You sign up and log in at atoms.dev using an email address. The free tier does not ask for payment details, so you can get into the dashboard within a minute or two. Once inside, you start by describing your idea in plain language and the AI agents take it from there.

 

6. Does Atoms actually build a working app, or just a prototype?

 

It does more than a static mockup. Atoms wires up the parts most builders dread, including user login, a database, Stripe payments and live hosting. That said, it is not a magic button. The output is a strong first draft that still needs your review, testing and edits. Complex backend logic and anything outside web apps is where it struggles.

 

7. What are the main complaints about Atoms?

 

The most common ones we found centre on reliability and credits. Users report that the AI agents sometimes break working features, produce error pages, and burn through paid credits without delivering a usable result. Customer support is also described as slow or unhelpful when credits are lost. The company is newer than rivals, so the community and documentation are still thin.

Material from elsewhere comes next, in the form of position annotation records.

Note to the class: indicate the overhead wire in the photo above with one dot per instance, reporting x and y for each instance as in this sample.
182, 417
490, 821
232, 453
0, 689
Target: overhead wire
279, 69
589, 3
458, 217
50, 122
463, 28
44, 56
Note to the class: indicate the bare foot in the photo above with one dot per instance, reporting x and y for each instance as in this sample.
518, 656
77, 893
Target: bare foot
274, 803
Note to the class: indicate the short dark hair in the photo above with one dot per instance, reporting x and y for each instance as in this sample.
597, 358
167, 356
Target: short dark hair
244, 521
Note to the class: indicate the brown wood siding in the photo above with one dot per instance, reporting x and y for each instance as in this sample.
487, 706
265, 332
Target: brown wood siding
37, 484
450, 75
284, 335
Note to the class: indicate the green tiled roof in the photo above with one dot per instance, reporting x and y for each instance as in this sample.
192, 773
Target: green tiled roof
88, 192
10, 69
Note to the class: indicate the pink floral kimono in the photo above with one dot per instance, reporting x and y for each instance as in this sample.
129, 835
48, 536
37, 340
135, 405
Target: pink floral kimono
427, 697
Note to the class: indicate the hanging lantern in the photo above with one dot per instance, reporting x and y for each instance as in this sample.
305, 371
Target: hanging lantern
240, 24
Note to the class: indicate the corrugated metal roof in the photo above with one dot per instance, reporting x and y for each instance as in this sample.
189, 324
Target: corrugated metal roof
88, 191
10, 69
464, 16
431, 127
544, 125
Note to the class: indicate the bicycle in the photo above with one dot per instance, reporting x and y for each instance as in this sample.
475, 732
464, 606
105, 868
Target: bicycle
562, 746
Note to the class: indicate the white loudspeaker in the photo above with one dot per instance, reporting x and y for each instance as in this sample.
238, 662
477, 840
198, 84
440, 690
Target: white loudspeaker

8. How does Atoms compare to Lovable, Replit and Bolt?

 

Atoms leans on a multi agent team approach and a research first workflow, which sets it apart from single assistant tools like Lovable or Bolt. It also tends to be cheaper at entry level. The trade off is maturity. Lovable and Replit have larger ecosystems, more tutorials and more third party integrations. Atoms is the better fit if you want an all in one idea to launch flow, but it is rougher around the edges.

 

9. Can I export my code and own what I build?

 

Yes. Atoms allows full code export and GitHub sync, so you can download a local copy of your project and keep working on it elsewhere. This is one of the genuine bright spots, since it means you are not permanently tied to the platform if you decide to leave.

 

10. Is Atoms worth it in 2026?

 

It depends on your tolerance for rough edges. For a solo founder who wants to validate an idea fast and does not mind babysitting the build, the free or Pro tier can be useful. For anyone needing dependable output, predictable costs or responsive support, it is hard to recommend right now. That mix is why our ICON POLLS review lands at 2.2 out of 5.